“Algumas ainda não sabem como vão sair dela” e isso é “angustiante”, admitiu Sara Pereira, assistente do Centro Comunitário Ecos Urbanos, ao labor

Sara Pereira é assistente social há 17 anos na Associação de Jovens Ecos Urbanos em S. João da Madeira.

O novo coronavírus levou a que, no espaço de uma semana, toda a estrutura estivesse “a trabalhar em teletrabalho sem nunca colocar em causa a ajuda e o apoio prestados” porque “a nossa missão tinha de continuar” e era “impensável parar ou sequer suspender”.

A assistente social ainda continua em teletrabalho com idas pontuais ao serviço para entregar bens às famílias acompanhadas pelo Centro Comunitário.

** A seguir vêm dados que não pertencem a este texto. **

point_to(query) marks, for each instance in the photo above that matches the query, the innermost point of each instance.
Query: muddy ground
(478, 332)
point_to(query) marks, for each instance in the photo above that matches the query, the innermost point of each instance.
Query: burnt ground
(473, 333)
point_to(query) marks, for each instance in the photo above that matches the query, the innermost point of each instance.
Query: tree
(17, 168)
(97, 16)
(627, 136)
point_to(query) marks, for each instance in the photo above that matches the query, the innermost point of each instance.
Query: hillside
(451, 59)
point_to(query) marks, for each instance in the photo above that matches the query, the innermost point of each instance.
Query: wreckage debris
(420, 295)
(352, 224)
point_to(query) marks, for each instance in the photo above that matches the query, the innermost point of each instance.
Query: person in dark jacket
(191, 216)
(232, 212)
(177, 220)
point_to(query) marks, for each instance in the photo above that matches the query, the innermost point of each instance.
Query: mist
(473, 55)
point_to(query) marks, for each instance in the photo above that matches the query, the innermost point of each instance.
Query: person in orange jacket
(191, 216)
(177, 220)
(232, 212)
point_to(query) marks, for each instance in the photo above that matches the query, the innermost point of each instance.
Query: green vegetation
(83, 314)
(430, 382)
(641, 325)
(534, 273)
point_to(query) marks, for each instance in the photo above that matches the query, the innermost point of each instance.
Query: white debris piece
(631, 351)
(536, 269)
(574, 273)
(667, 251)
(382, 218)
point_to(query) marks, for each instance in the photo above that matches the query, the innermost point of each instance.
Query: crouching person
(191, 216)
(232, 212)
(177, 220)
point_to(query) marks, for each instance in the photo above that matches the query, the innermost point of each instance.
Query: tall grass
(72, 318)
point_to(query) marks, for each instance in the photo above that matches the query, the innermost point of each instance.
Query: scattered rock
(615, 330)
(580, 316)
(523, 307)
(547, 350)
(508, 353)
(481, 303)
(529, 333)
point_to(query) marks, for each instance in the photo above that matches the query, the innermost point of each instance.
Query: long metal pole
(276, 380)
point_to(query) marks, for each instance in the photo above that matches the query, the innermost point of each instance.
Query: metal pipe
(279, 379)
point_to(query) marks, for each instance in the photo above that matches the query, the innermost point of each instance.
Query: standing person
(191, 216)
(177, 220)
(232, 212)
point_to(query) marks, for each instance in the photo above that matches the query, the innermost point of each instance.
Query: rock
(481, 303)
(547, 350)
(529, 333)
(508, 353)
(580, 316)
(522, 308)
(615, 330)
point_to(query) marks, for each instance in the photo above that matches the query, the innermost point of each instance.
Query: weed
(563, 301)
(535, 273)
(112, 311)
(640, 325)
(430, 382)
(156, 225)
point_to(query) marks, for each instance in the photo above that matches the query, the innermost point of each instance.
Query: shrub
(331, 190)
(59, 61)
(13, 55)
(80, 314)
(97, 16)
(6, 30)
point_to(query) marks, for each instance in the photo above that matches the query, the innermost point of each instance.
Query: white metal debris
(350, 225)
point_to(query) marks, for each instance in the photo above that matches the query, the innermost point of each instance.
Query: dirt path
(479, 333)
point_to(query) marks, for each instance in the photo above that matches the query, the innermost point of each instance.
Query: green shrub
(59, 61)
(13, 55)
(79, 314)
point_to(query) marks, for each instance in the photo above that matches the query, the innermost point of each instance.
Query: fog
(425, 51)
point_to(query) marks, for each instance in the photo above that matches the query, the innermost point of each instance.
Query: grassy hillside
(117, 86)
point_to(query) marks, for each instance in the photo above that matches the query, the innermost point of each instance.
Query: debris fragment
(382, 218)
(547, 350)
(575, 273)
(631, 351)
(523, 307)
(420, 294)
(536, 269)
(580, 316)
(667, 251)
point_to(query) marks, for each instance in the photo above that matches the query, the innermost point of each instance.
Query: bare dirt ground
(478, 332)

O teletrabalho “reflete-se em muitas horas de chamadas telefónicas e muitas horas de computador”. Já “as idas ao serviço foram sempre em situações de atribuição de apoios diretos em alimentos, salvaguardando sempre o objetivo de as pessoas não sairem de casa, de acordo com as orientações da Direção-geral da Saúde, e de, principalmente terem acesso à ajuda ou ao apoio”, contou Sara Pereira ao labor.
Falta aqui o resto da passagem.